Progestin suppressed inflammation and cell viability of tumor necrosis factor-α-stimulated endometriotic stromal cells.

PROBLEM: Endometriosis is an estrogen-dependent inflammatory disease. Progestins are a first-line treatment for endometriosis via activation of pituitary progesterone receptors and suppression of systemic estrogen: a less than optimal treatment. Increasing evidence is beginning to show that progestins may also influence local endometriotic cells, which may contribute to their clinical efficacy.

METHOD OF STUDY: Endometrial stromal cells (ESC) isolated from women with endometriosis were cultured with TNF-α to simulate an inflammatory environment. ESC were treated with the progestins, medroxyprogesterone acetate (MPA), norethisterone acetate (NETA), or dienogest (DNG) and cytokine mRNA production, protein secretion, and cell viability measured.

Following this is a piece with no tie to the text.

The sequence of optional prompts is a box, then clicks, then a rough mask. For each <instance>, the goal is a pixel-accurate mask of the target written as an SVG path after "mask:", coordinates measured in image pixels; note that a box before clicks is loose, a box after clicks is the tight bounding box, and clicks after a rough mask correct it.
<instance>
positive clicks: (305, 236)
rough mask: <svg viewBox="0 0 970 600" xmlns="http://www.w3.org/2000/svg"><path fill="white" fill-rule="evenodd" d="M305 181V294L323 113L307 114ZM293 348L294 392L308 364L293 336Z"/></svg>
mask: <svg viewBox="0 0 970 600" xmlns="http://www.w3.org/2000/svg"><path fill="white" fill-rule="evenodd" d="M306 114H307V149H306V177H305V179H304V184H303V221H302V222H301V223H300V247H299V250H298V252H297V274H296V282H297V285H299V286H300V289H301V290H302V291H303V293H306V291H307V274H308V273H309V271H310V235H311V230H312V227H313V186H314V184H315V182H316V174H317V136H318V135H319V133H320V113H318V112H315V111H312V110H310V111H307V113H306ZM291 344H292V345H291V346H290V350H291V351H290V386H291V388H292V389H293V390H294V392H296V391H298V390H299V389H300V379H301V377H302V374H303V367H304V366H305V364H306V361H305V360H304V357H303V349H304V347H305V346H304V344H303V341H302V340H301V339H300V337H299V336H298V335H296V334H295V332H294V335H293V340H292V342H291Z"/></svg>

RESULTS: DNG, NETA, and MPA suppressed the secretion of interleukin (IL)-6, IL-8, and monocyte chemotactic protein (MCP)-1 from ESC. DNG and NETA only reduced the TNF-α-stimulated mRNA production. All three progestins suppressed TNF-α-stimulated ESC proliferation.

CONCLUSION: Progestins may influence endometriotic stromal cells altering the inflammatory microenvironment and their clinical efficacy.